Introduction Neoadjuvant chemoradiotherapy has been shown to reduce local recurrence following radical surgery for rectal cancer with contemporary studies reporting a complete pathological response of up to 30%. Radical surgery is associated with significant morbidity that may be avoided by local excision in selected cases. This systematic review aimed to determine the oncological outcomes of local excision following neoadjuvant therapy.
Method A systematic search of the Medline, EMBASE and Cochrane Library databases was conducted to identify suitable articles. The search strategy captured terms for rectal cancer, neoadjuvant therapy and local excision. Outcomes are presented as weighted pooled proportions where appropriate.
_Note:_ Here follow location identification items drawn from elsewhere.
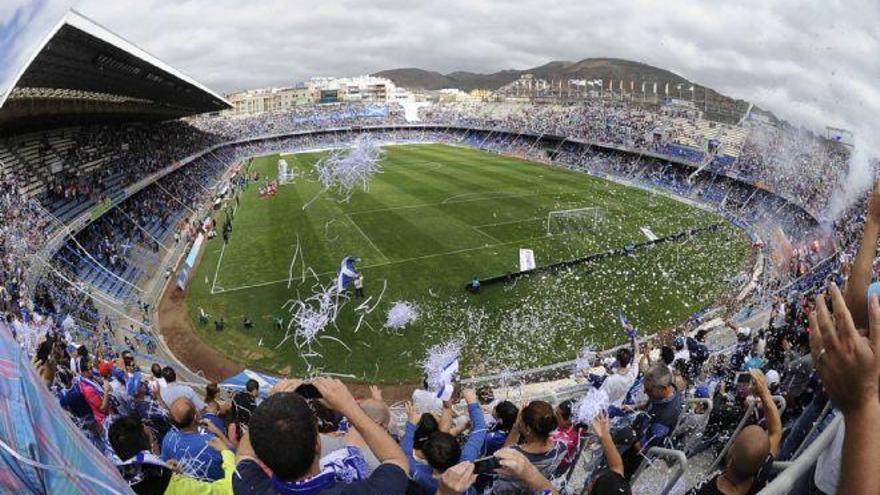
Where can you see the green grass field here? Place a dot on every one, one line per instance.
(434, 218)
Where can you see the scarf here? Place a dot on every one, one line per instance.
(344, 465)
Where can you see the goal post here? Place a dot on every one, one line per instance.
(575, 220)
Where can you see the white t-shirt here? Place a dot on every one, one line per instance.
(828, 465)
(617, 384)
(157, 385)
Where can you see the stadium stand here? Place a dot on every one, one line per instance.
(98, 187)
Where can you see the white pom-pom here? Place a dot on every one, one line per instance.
(401, 314)
(441, 364)
(584, 359)
(589, 406)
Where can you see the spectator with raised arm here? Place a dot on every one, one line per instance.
(283, 437)
(752, 453)
(849, 365)
(442, 450)
(610, 481)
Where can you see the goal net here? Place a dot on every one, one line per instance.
(577, 220)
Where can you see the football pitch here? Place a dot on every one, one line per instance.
(434, 218)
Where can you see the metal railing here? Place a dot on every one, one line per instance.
(793, 474)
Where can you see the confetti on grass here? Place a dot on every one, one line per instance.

Results A total of 21 unique studies were included (one randomised controlled trial, four comparative cohort studies and 16 cohort studies) that described 1070 patients. The pre-treatment T-stage was cT1 in 2.4%, cT2 in 38.1%, borderline cT2/T3 in 2.7%, cT3 in 37.6%, cT4 in 0.1% and not specified in 19.6% of cases. Long course chemoradiotherapy was administered to 94.0% of patients and short course radiotherapy to 6.0%. Local excision techniques included transanal endoscopic microsurgery (53.7%), transanal excision (34.9%) and other approaches (11.4%). The pooled complete clinical response was 59.4% (95% confidence interval, 43.4% to 74.5%) and the pooled complete mural pathological response (ypT0) was 40.7% (95% CI, 33.6% to 47.9%). The median range of follow up was 38.2 months (range, 12 to 81 months). ypT0 tumours had a pooled local recurrence (LR) of 5.4% (95% CI, 2.8% to 8.7%) and a median disease free survival (DFS) of 90% (70% to 100%). The pooled LR and median DFS for ≥ypT1 tumours was 21.5% (95% CI, 14.8% to 29.0%) and 68.5% (58.3% to 100%), respectively.
Conclusion Patients undergoing local excision with a complete mural pathological response had favourable oncological outcomes compared to those achieved with radical surgery. Given the unacceptably high rate of local recurrence among incomplete responders, future studies should focus on predicting those patients who will achieve a complete response.
Disclosure of interest None Declared.